Ingredients
Method
For the cake
- Combine the egg yolks, milk, vanilla extract, lemon extract, oil, baking powder, cake flour, and salt.
- In a stand mixer, whip the egg whites on high speed, gradually adding the lemon juice and sugar until stiff peaks form.
- Preheat the oven to 350F and line the bottom of an 8-inch circle pan.
- Mix a third of the egg white meringue into the egg yolk mixture to loosen the batter. Fold this batter back into the remaining egg white meringue using a spatula until completely combined.
- Bake the cake on the bottom rack for approximately 25 minutes or until toothpick comes out clean.
For the cream
- Beat the heavy cream, vanilla, and sugar until stiff peaks form.
For assembly
- Cut the cooled cake into four layers.

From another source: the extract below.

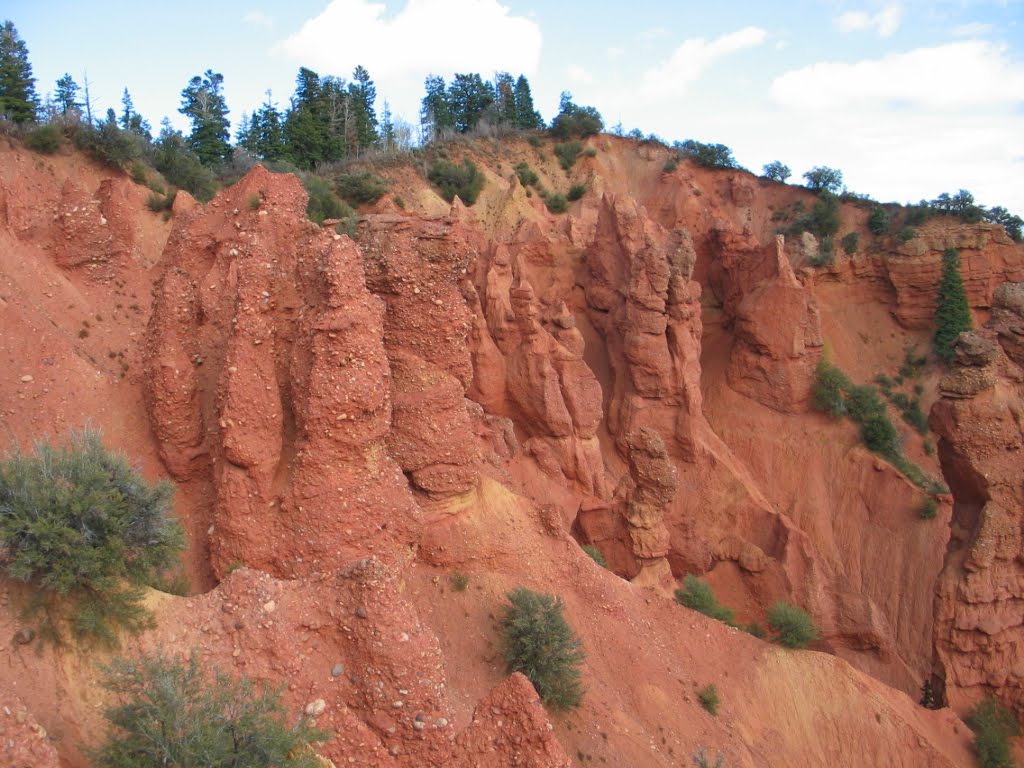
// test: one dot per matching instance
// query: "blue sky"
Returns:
(908, 98)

In the first layer, spread around ¼ cup of strawberry jam evenly (or more if wanted). Add a thick layer of the cream and chopped strawberries. On the second layer add a thick layer of lemon curd and cream. Repeat the first variation for the third layer. Decorate cake to your desire. I mixed the cream with lemon curd for the outside and added a drop of yellow food coloring for the outside coat. Top the cake with extra cream, lemon curd, and strawberries if desired.
- Chill cake for a few hours before serving.
Notes
NOTE - do NOT overmix!!! This is so important! If you overmix, this will deflate the whipped egg whites which give the cake the light fluffy texture resulting in a dense and dough cake.
NOTE - to do the lemon drip, microwave the lemon curd for around 10 seconds ONLY if it was refrigerated. This will make the lemon curd more liquidy and easier to do the drip. Also note that when you put the lemon curd on the cake, it should be room temperature. I used room temperature in a Ziploc bag with a hole as a diy piping bag.